May 22, 2014

    CapitaLand moves closer to delisting CMA

    CAPITALAND has shored up its stake in its shopping-mall unit CapitaMalls Asia (CMA), Southeast Asia's largest property developer said yesterday.

    It said in a regulatory filing with the Singapore Exchange that it had secured 3.17 billion shares - or about 81.3 per cent of CMA's issued share capital - by Tuesday evening.

    This was after it had purchased 37.5 million shares at $2.35 apiece on Tuesday and had received acceptances amounting to 150.4 million CMA shares.

    "CapitaLand is committed to delisting CMA and we are confident that we will achieve this objective," said Lim Ming Yan, president and group chief executive of CapitaLand.

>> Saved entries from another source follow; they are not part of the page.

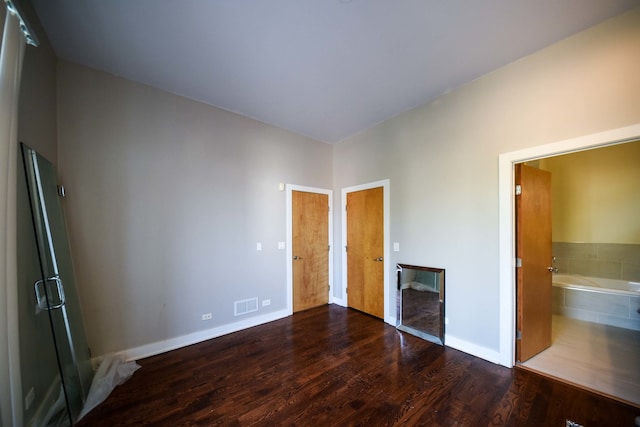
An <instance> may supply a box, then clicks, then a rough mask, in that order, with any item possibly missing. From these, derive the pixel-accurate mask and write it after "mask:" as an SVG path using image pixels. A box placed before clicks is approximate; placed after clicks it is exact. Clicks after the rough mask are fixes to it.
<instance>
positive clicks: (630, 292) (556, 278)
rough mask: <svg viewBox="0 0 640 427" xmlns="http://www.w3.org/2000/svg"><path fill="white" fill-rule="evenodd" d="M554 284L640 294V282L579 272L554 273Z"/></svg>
mask: <svg viewBox="0 0 640 427" xmlns="http://www.w3.org/2000/svg"><path fill="white" fill-rule="evenodd" d="M552 281H553V286H560V287H563V288H569V289H581V290H584V291H589V292H602V293H610V294H621V295H638V296H640V283H638V282H627V281H625V280H616V279H603V278H600V277H587V276H580V275H578V274H554V275H553V279H552Z"/></svg>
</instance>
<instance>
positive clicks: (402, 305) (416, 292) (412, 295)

    The announcement follows CapitaLand's move to raise its offer from $2.22 apiece to a final price of $2.35 apiece on Friday.

    The firm also said that its offer was unconditional - in other words, no longer dependent on securing acceptances that would lift its holding to more than 90 per cent.

    Ahead of the move, CapitaLand had increased its stake in CMA from 65.3 per cent to 70.4 per cent through acquisitions on the open market.

    Investors have up to June 9 to accept CapitaLand's offer, but those who have tendered their shares at $2.22 will automatically receive payment at the higher price.